Dreaming about Asian countries with their ancient cultures, and getting to know and marrying Mr. Simanta Kumar Nandi from Dhubri brought Erika Nandi to Assam, all the way from Germany. Today she is one of the most devout followers and practitioners of Bharatnatyam in the Northeast. “I do feel lucky in India, a country with a rich philosophy and most colourful and intricate culture,” she says.
To Erika, dance means ‘rhythm’. Learning gymnastics and ballet at an early age, with the constant support of her mother, Erika’s fondness for dance got a different spur, after her relocation to India. “Reaching Dhubri, my first expression was dancing arati at our family’s Durga Puja mandapa in 1969 (until now).” In 1971, she discovered Bihu, watching a performance and getting totally mesmerised by the ‘exciting and ever increasing Bihu tempo with its intricate patterns and sweet songs’. She became restless to learn it and finally managed to let herself go at the beat of the dhol, even when she hadn’t yet figured out what the lyrics meant. “By and by, I learnt more about the setting of a complete Bihu dance, and with it, grew my respect for this complete art form. I feel Bihu has a rather classical setting, as one can see it now, in the dance competitions. As Sangeet consists of song, instrument and dance, so every Bihu dancer is a complete Sangeetkar!” She was even asked to perform at Dhubri’s Assam Sahitya Sabha in 1972 for which a poet from Sivasagar, Late Sri Sonaram Dutta, presented her with an instantly composed elaborate poem. “10 years of performance all over Assam carried me around, where I observed ever new styles,” she adds.

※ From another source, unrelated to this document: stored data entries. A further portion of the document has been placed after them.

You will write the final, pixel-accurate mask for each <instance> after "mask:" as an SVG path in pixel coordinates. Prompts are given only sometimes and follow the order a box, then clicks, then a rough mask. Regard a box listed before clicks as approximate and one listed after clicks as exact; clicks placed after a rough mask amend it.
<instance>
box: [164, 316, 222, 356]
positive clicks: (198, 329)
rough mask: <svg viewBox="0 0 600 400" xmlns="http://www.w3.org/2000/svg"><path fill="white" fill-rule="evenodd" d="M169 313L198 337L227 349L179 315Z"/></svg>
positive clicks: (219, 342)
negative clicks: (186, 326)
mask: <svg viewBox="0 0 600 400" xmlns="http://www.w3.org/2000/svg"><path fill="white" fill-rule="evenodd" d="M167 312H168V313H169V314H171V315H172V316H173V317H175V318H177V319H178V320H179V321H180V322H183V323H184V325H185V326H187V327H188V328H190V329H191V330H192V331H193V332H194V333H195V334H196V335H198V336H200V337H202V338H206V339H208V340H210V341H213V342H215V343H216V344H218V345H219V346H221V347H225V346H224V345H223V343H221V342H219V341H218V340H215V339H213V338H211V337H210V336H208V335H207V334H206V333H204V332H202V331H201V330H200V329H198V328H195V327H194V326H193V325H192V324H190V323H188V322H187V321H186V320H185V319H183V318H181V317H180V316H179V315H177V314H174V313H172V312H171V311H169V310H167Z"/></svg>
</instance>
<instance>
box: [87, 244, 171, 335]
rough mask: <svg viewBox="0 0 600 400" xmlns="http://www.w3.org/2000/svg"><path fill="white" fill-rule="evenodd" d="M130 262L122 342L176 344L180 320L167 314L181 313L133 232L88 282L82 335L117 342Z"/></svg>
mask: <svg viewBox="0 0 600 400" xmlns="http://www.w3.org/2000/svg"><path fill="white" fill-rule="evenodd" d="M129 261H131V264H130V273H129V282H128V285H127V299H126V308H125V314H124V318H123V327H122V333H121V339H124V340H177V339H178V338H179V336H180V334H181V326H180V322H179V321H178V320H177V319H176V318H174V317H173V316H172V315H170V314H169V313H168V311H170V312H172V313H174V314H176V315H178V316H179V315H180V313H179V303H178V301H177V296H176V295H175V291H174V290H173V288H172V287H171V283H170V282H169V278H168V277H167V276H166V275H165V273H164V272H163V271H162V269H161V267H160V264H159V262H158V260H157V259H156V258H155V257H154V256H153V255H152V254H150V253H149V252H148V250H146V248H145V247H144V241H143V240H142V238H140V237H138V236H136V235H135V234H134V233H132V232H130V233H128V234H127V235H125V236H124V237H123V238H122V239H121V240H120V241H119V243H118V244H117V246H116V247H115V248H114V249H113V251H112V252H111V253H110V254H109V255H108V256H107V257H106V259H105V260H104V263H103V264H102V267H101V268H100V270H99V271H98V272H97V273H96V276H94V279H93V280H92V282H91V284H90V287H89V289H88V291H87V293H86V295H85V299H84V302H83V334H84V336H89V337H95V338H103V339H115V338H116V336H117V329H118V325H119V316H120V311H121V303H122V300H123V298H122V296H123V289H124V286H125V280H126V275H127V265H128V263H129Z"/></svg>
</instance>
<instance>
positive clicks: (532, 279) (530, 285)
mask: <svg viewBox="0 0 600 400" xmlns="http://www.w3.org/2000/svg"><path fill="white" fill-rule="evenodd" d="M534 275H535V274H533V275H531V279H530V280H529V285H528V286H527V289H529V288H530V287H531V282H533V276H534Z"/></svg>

But while she loved Bihu, she wanted a classical dance style to keep her busy throughout the year. In 1975, she got introduced to Kathak, something that she hadn’t heard of till then. But the dance that had already taken her heart in Germany, Bharatnatyam, came with an opportunity only three years later. She realised that the best way to keep in practice was by teaching. So two years after beginning to learn Bharatnatyam and Kathak, she started teaching students, with the permission of her Guru. She has a dance school by the name Erika Nandi School of Dance. “In Dhubri, there was no kind of classical dance culture, and I may take pride of having it introduced to this part of Assam. At that time, I brought bags full of theory books and ghungroos for my students, whenever I came back from the classes in Kolkata. Gradually, by 1981 my students appeared for the exams under Lucknow’s Bhatkhande University, Allahabad’s Prayag University and Kolkata’s Sarba Bharatiya Music University. I was called to surrounding towns like Bongaigaon, Dhaligaon (Natakachal), Kokrajhar, Bilasipara, as well as to educational institutes like St. Helen’s in Kurseong and for three years to The Assam Valley School. Since 2009, I confined classes to my residence, where about 70 students are being trained. Many of my senior students have taken to teaching, of which, at least five have their own number of students in Dhubri itself.”
Erika’s dancing repertoire got leveraged by different experiences, while interacting with people, performing dances across the towns and also learning new forms now and then. In 2000, she joined a three-month workshop of Sattriya by Guru Bijoy Krishna Goswami, which added another feather to the cap. The fascination that dance has on her, can be seen in the extension of herself into its spiritual league. “I don’t see any better workout for body and mind as divine as dance, be it classical or folk. One not only gains control over the body, but also expressions. It is an aesthetic experience which also boosts one’s confidence.” Erika’s personal experiences after practicing these art forms have been so profound that it soon started sending out its vibes across countries. “Since two years I visit my mother and my son in Germany, where I found a few friends who are interested to learn and perform, which they have also done, and it gives me great pleasure to satisfy their curiosity about the Indian culture (sic).”
A teacher is forever a student and Erika’s devotion to perfecting her dance, reaffirms this all the more. “My students should know that there is no end to the perfection of any art. Anything learned and passed, does not end with a certificate. Provided persons are intensely interested and talented, there is much to achieve under the great gurus. I pray that the Indian culture, as well as all cultures of the world should be preserved by practicing and spreading it tirelessly. Only then, can order be maintained and countries be respected for their identity.” Much as she follows and reveres the teachings of the ‘great gurus’, Erika also acknowledges that the trends of the new age are a lot different. But she does not fail to observe, “Certainly fusions are the practice of the day, but these will mushroom up and be forgotten as fashions do. Yet, it is only good that mankind can choose the way of moving, experimenting and motivating each other, which many times brings them back to their own roots.”
Erika’s lifelong passion has always been dance and as she herself says, “I cannot think of anything more fulfilling than dance, because it contains rhythm as its heartbeat, music as its soul, lyrics as its philosophy, drama as its life and movement as its painting brush on the canvas of the cosmos.” Well in her 60s now, Erika Nandi’s vigour for art and life is commendable. For a daughter-in-law from Germany, she did quite a lot to preserve the cultural heritage of her husband’s nation, which is currently more than her own.